Ведь порядок сим­вола сохранен и в «Православном Исповедании»...

Учение о Церкви Христовой вряд ли может быть изложено с полной убедительностью прежде, чем раскрыто учение о Христе Боге. Надежно ли и осторожно ли выдвигать так настойчиво «разум русской православной Церкви», - не придется ли тогда допустить известные права и за «разумом римско-католической церкви».

Филарет отметил и отдельные случаи латинизирующих нововведений в присланных к нему конспектах (различение «формы» и «материи» в таинствах, например, и другие подобные)...

В 1848-м году вышло «Догматическое богословие» Антония Амфитеатрова (1815-1879), тогда архимандрита и рек­тора Киевской академии, а впоследствии архиепископа Казанского. Это была книга в старом стиле. Антоний избегал философии и рассуждений, хотел бы избежать всякого «свободного слова».

Он предпочитал держаться слов уже сказанных, в Писании и в прямых определениях Церкви. Здесь чувствуется и прямое влияние Филарета Киевского, «под руководством» и, кажется, по желанию которого эта «догматика» была составлена (Антоний был его племянником)...

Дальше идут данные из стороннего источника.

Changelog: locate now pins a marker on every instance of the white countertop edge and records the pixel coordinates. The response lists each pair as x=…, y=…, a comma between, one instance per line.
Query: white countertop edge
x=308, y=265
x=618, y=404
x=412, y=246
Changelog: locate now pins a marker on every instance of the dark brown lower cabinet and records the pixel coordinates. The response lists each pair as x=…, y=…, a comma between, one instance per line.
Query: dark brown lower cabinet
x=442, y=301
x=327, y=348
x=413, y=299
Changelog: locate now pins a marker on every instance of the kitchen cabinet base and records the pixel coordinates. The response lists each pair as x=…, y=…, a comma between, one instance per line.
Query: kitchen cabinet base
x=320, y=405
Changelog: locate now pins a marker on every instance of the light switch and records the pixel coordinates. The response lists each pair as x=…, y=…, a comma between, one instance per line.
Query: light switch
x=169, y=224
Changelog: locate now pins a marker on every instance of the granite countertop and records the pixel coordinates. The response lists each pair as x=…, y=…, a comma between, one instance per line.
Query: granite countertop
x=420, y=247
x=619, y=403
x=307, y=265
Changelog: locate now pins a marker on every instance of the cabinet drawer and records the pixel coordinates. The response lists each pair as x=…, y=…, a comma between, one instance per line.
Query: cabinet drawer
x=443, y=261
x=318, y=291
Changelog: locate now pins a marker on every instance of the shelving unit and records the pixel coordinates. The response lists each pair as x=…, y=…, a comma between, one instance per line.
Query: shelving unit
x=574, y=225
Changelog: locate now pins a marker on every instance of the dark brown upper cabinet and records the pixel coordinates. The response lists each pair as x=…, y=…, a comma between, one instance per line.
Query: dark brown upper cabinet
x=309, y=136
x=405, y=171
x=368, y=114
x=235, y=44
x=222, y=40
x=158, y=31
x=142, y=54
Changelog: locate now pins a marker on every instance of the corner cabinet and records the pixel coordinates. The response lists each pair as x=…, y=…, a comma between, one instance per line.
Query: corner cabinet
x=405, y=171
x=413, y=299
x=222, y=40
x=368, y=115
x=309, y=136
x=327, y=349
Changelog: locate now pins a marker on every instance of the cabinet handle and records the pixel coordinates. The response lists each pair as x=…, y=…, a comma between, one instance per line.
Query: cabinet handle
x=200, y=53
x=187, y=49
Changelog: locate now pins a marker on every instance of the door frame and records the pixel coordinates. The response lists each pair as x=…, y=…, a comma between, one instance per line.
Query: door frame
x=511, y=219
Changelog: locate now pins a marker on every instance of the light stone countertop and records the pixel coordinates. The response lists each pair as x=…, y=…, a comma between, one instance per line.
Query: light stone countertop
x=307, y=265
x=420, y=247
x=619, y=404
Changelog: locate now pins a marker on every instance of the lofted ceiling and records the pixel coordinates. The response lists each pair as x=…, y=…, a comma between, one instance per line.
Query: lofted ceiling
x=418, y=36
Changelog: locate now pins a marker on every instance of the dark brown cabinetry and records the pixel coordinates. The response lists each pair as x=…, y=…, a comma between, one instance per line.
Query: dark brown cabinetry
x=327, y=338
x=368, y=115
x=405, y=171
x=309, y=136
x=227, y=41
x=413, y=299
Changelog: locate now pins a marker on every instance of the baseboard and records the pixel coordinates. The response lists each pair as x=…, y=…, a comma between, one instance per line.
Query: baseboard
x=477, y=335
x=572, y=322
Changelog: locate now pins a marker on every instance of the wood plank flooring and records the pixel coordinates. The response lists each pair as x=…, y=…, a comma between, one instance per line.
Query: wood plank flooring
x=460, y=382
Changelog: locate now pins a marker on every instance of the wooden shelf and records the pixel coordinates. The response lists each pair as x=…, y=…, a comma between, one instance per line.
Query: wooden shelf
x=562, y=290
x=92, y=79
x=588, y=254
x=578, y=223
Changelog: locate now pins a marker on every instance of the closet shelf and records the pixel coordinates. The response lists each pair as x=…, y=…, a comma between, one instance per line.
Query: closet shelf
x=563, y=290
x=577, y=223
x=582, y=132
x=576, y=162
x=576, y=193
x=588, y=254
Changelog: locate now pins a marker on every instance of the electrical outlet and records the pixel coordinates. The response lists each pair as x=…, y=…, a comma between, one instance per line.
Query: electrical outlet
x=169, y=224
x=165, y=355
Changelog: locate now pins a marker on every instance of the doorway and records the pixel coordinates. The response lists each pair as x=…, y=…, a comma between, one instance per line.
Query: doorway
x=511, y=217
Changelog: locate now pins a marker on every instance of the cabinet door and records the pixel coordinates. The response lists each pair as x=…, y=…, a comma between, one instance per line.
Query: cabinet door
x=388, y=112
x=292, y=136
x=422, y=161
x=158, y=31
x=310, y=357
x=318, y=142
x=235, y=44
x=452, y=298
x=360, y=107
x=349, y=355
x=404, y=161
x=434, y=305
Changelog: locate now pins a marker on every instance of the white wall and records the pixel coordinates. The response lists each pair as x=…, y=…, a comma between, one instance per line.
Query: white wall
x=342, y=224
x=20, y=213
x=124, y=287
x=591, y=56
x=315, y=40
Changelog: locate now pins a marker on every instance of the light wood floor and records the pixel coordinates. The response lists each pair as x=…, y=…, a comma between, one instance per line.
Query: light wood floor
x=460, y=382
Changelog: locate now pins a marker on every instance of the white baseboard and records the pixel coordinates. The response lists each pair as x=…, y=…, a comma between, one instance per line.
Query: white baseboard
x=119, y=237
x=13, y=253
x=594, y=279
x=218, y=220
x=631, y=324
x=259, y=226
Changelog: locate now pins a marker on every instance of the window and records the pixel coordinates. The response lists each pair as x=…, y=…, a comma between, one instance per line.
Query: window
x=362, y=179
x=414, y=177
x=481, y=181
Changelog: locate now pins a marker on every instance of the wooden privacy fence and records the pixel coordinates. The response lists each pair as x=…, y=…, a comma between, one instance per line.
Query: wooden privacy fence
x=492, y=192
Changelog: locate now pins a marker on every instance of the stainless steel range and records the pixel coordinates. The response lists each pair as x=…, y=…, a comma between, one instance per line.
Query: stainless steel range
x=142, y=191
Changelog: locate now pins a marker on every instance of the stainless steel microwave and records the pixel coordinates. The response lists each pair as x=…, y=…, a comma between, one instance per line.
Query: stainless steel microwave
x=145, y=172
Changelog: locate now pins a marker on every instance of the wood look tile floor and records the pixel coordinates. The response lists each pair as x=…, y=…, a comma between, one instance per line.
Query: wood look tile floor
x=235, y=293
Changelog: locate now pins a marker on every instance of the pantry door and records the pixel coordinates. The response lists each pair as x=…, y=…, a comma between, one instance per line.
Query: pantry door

Ученым Антоний не был вовсе. И назначение в ректора академии, после Димитрия и Иннокентия, человека такого склада, как Антоний, было знаменательно...

Но не был Антоний и схоластиком. Это был скорее проповедник и нравоучитель, нежели школьный ученый. В слушателях своих он старался пробудить и укрепить верующую мысль и сердце, призывал их к духовной созерца­тельности и к нравственному самоуглублению. Когда вышла догматика Макария, Ангоний ее не одобрил, - «составлена как бы по образцу лютеранскому!»...

За свой учебник Антоний был возведен в степень доктора...

Пратасов писал ему с увлечением. «Вы оказали нам великую услугу. Вы сняли с нас позор, что доселе не было в России своей системы богословской»...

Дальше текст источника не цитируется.